La historia de un clásico (que cautivó a Obama)
Al principio no estuvo a la venta, era un regalo (en botellas de 350 mililitros cubiertas de tejidos orgánicos) para los clientes. Pero viendo el éxito se acabó lanzando al mercado, creando un aroma de culto que perfuma los halls y pasillos de los hoteles Bvlgari de todo el mundo.

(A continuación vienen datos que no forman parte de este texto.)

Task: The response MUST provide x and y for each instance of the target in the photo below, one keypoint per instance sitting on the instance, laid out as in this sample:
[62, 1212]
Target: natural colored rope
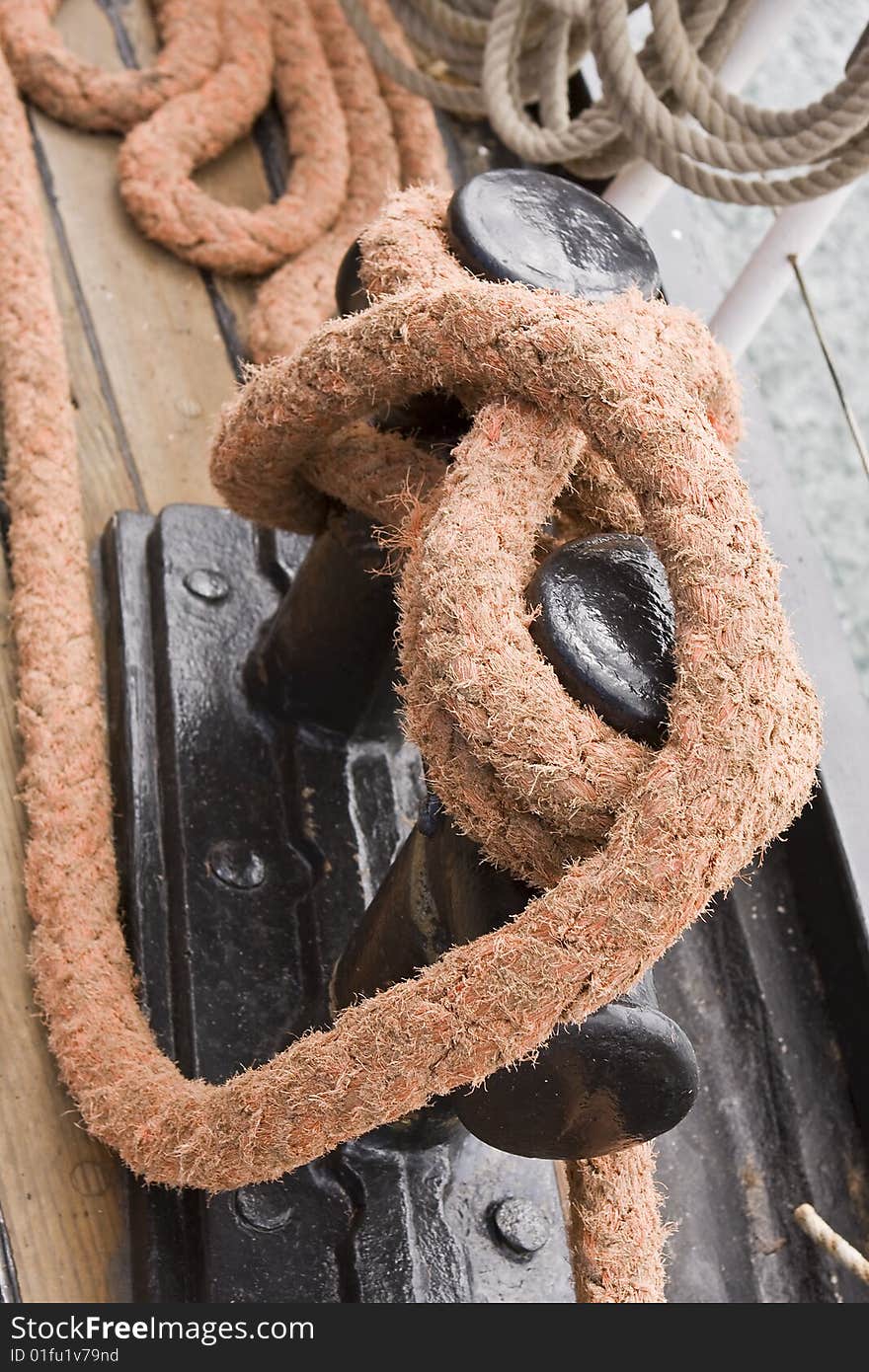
[264, 44]
[352, 137]
[717, 155]
[76, 92]
[616, 1228]
[827, 1238]
[626, 844]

Por cierto, el crítico de perfumes Chandler Burr cuenta en su libro El perfume perfecto (Superflua) que el germen de esta fragancia fue una creación personal que Jean-Claude Ellena hizo sin encargo –“porque quería mostrar que tenía algo que decir en perfumería y no solo lo que se le encargaba”, rezan las líneas del libro– y que presentó a otras casas que lo rechazaron por ser algo “demasiado creativo”. Pero sea como fuere, la realidad es que Eau Parfumée au Thé Vert cosechó éxitos y la llegada de un hermano pequeño: Thé Blanc, una versión de té blanco que, según cuenta Elena del Valle, se ha usado para perfumar las sábanas en hoteles de lujo y que también era una de las favoritas del ex presidente de Estados Unidos, Barak Obama (que hasta llegó a regalárselo a Putin en uno de sus encuentros oficiales hace bastantes años).